Boyce Thompson Institute
Senior Bioinformatics Analyst
Arthropod vectors of pathogens cause enormous economic losses and are a fundamental challenge for sustainable increases in food production, yet agricultural pathosystems remain an under-served area of research. To more effectively fight plant diseases, data pertaining to a disease system needs to be consolidated, made searchable and amenable to data mining. The AgriVectors platform is an open access and comprehensive resource for growers, researchers and industry working on plant pathogens and pathosystems spread by arthropod vectors. The portal connects established public repositories with pathosystem-specific data repositories. The AgriVectors system will provide tools to enable technologies such as RNAi, CRISPR, screening bioassays, etc. to leverage current and emerging knowledge across disciplines. It will also include private and unpublished data, using passwords and secure protocols for restricted access. The AgriVectors portal will extend beyond gene-centric omics data to the broader Pathosystem-wide information, with integrated pest management, behavioral, plant health, soil health and climate data to incorporate rapid phenotyping information from research trials, building a foundation for more effectively identifying solutions to combat plant diseases.
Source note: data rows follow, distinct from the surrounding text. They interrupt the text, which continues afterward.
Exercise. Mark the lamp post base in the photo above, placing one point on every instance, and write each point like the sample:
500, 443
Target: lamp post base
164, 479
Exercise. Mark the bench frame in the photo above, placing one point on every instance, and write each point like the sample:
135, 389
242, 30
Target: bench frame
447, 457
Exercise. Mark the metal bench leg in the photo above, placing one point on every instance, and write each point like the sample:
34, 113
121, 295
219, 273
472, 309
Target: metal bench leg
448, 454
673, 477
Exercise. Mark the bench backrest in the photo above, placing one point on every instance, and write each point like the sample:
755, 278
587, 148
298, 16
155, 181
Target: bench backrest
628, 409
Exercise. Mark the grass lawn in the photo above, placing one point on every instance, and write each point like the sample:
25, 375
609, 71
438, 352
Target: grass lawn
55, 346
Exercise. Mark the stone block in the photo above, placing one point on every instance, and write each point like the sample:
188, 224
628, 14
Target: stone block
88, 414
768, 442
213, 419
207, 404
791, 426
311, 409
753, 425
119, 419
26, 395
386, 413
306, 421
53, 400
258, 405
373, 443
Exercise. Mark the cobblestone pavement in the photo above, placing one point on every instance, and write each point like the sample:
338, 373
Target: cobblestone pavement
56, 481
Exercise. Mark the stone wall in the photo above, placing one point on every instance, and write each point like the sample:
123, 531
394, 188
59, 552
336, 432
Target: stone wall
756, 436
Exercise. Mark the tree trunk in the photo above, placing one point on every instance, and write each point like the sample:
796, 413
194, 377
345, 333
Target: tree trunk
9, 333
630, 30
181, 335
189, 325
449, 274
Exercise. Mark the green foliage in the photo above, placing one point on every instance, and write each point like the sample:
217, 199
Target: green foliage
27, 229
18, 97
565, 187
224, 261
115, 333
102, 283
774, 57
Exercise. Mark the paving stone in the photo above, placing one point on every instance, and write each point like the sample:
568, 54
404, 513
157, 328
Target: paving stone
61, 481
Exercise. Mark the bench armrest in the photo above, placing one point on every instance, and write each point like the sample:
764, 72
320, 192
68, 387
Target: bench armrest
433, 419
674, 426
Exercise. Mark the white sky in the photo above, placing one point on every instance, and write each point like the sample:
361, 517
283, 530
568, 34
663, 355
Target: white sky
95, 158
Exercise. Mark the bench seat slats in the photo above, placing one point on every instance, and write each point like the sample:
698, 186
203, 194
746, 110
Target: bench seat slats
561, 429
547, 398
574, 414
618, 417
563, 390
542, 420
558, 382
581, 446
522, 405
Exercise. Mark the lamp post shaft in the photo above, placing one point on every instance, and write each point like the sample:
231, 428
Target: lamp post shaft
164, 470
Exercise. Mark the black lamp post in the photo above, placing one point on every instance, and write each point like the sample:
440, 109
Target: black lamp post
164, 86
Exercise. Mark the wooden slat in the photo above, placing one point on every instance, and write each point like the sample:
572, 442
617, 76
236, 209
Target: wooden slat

This project is a systems-based pipeline approach for delivering commercial, grove-deployable solutions using a novel therapeutic delivery strategy and citrus transgenics. A data integration and analysis platform combining complex -omics/biological data with molecular/cellular research has been used to steer hypothesis-driven testing of inhibitors of multiple molecular pathways to provide solutions that can be optimized by combinatorial delivery to citrus. Research areas include: 1) Molecular interaction inhibitor discovery (gut membrane binding peptides, RNA aptamers and non-toxic chemical library screening) to block psyllid acquisition/ transmission of HLB and/or growth in the plant. 2) dsRNA delivery to induce psyllid RNAi responses that block HLB transmission or kill the psyllid (or both). 3) Optimization of a novel therapeutic delivery system that has negligible environmental impact, is economical in comparison to current control strategies and is highly adaptable for different solution strategies. Co-delivery with bactericides will be evaluated as complementary methods of control. To translate these therapeutic treatments into long-term solutions, transgenic research will be initiated to produce citrus expressing interdiction molecules (peptides and dsRNA) expressed in the phloem.